[lowrisc-dev] RFC: Hardware implemented Hypervisor with device abstraction

Reinoud Zandijk reinoud at NetBSD.org
Thu Apr 7 13:21:25 BST 2016


Dear folks,

I'd like to present you all with a proposal for a Hardware implemented
Hypervisor. Its main benefits are that its virtually unhackable and has a
completely integrated debug facility.

Its not 100% done of course but the idea is worked out sufficiently enough to
share and RFC for the 1st round.

Hope to hear from you,
Reinoud Zandijk

-------------- next part --------------
Work document on lowRISC SoC, Hardware Hypervisor structure proposal, v4
Version 1 March 2016
Author Reinoud Zandijk


Pre-amble
=========

When the word `domain' is used here, it is referring to either an operating
system or a privileged critical subsystem. When the phrase Hypervisor Minion
is used, it can be considered to be renamed and have the role of the Master
Minion :)


Summary
=======

The proposed structure facilitates a hypervisor that is (nearly almost)
implemented in hardware. No software is needed to run on the application CPUs
while the system still has all the benefits of running a hypervisor. It also
as a bonus features an excellent debugging interface as a consequence. The
proposed implementation does have some implications for operating system to
device communication infrastructure.


Changelog
=========


Motivation
==========

Running a hypervisor in software on the Application CPUs has the disadvantage
that the hypervisor is running in a domain of its own on the CPUs, involving
switching contexts on hypercalls and on taking interrupts, polluting the L1
and L2 caches and so on. It also involves keeping a shared hypervisor
administration on the Application CPUs. The resulting lock contention on
accessing the administration can be mitigated somewhat by using a multikernel
design at the cost of taking more IPIs.

It would be nice to try to integrate the various subsystems like
virtualization (trough a hypervisor), the debug infrastructure and security
enforcing into one unit that is invisible to the running OSes other than
providing an HAL.


Detailed design
===============

The proposed hypervisor is based on the assumption that for each hart its
virtualization and its (invasive) debug infrastructure share the same
features: controlling execution on the CPU, reading and writing CPU general
purpose registers, its CSR registers and various internal registers.

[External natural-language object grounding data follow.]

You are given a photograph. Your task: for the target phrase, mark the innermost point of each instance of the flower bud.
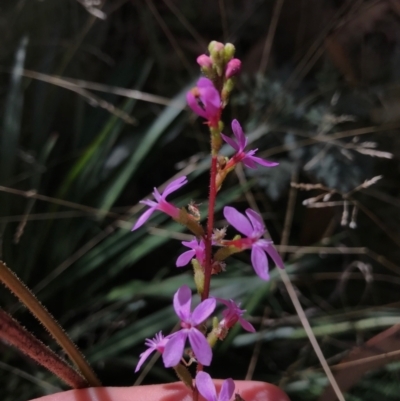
(204, 61)
(215, 46)
(217, 56)
(229, 52)
(233, 68)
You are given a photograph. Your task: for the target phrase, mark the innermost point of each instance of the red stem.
(208, 244)
(210, 228)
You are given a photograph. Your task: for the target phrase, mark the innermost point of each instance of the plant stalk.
(19, 289)
(16, 335)
(210, 228)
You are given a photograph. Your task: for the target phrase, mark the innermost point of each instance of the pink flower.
(156, 344)
(253, 227)
(198, 250)
(248, 158)
(189, 321)
(233, 68)
(161, 203)
(206, 388)
(205, 101)
(233, 314)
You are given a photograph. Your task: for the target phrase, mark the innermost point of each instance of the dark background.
(319, 93)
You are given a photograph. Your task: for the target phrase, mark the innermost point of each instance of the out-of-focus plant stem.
(16, 286)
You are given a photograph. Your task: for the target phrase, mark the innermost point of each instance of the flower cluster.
(209, 249)
(172, 346)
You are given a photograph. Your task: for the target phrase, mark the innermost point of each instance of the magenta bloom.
(248, 158)
(206, 388)
(198, 250)
(189, 321)
(156, 344)
(233, 314)
(161, 203)
(253, 227)
(205, 101)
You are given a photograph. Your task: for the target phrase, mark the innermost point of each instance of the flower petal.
(238, 132)
(204, 83)
(211, 100)
(143, 218)
(143, 356)
(182, 302)
(238, 220)
(203, 311)
(173, 350)
(200, 346)
(206, 386)
(260, 262)
(185, 258)
(230, 142)
(270, 249)
(256, 221)
(174, 185)
(248, 161)
(193, 104)
(227, 389)
(246, 325)
(265, 163)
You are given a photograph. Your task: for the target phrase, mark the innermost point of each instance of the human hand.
(248, 390)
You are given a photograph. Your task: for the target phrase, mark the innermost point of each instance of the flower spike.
(248, 158)
(233, 314)
(198, 250)
(161, 204)
(206, 388)
(189, 321)
(253, 227)
(205, 101)
(156, 344)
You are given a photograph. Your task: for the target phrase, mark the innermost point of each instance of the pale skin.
(248, 390)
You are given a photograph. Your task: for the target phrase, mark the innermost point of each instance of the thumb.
(248, 390)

To facilitate this access, each hart has (at least conceptionally) a debug bus
for read/write access to its general purpose registers (x1-x31, f0-f31, ...)
and their CPU control registers (CSRs, run/stop/step/watch etc.). All
Application CPU harts `guts' are thus accessible on the debug bus, but to the
hypervisor module only.

Each Application hart is also given a domain_id register, accessible only and
written by the Hypervisor Minion. This register value is used as a key to
identify the domain running on the CPU to the various subsystems it connects
to like the external interrupt controller, for tagging entries in its L1 cache
and for device access checking.


Memory isolation
----------------

For complete isolation and security enforcing, each Application CPU hart's
memory accesses, either trough or bypassing the L2 cache, is to be protected
by a memory segmentation access checker checking all accesses to the physical
memory segments regardless of the CPU mode.

For paged modes the segmentation access checker described in the memory
carving proposal will suffice but for the non-paged machine mode each access
will need to be checked! If the domain is behaving like it ought to do this
will never trap nor have noticeable overhead. The configuration of this
segmentation access checker is considered part of the state of the CPU and
also only accessible to the hypervisor Minion on the debug bus.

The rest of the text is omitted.